Bugtraq mailing list archives

Re: Wanted: hackers for tiger team (new england area)


From: rouilj () cs umb edu (John P. Rouillard)
Date: Sun, 09 Oct 1994 10:57:37 -0400


% As long as we can be sure the person/group is going to tell _all_
% that they found..... then we are interested in paying/contracting ect..
% We don't want to pay someone to bang on the doors and then tell us 1/2
% of our bugs and then tell the cracker comunity the other half :-) :-(
%:-(.... The half we get is commonly the half we already know e.g. not
% worth our time/money.

This is rich... You get a tigerteam to bang on the doors, and you
haven't even plugged all the old holes yet? I could understand this if
you were a normal everyday company, just on the road to get their
internet connection up and running. But not from Sun Microsystems Inc.
You guys are supposed to be able to fix things from source, right?

One problem with tiger teams that I have difficulty getting through to
clients on is that a tiger teams can not prove that the system is
trustworthy.
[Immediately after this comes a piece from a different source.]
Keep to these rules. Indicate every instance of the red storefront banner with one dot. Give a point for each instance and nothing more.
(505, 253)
It can uncover holes in the security model, (when I do
tiger team work, I get full details of the firewall/security
installation), show that things aren't working as expected, but it
doesn't prove that things are secure.

Thas said, some sites that have had tiger teams leave/install holes
for the tiger team to find. The rational is that the team will do its
job and should discover darn near 100% of the known holes. If they
don't then there is usually something missing in the testing
methodology. If they only manage to find 50% of the holes/traps that
were planted, then I would have serious doubts about their attack
methodology, or the trustworthyness of some of their members.

On strategy that often works for testing tiger teams is to put traps
into active bugs. I was hired to do this to a few
programs/daemons. Weren't we surprised when we didn't see these bugs
listed on the report that they returned to us 8-).  I knew this bug
had been caught since my logs showed its use.  It was later found out
that one of their people was "less than honest" about all of the bugs
he had found.

                                -- John
John Rouillard

Senior Systems Administrator              IDD Information Services
rouilj () dstar iddis com                         Waltham, MA (617) 890-1576 x225

Senior Systems Consultant (SERL Project)  University of Massachusetts at Boston
rouilj () cs umb edu (preferred)                  Boston, MA, (617) 287-6480
===============================================================================
My employers don't acknowledge my existence much less my opinions.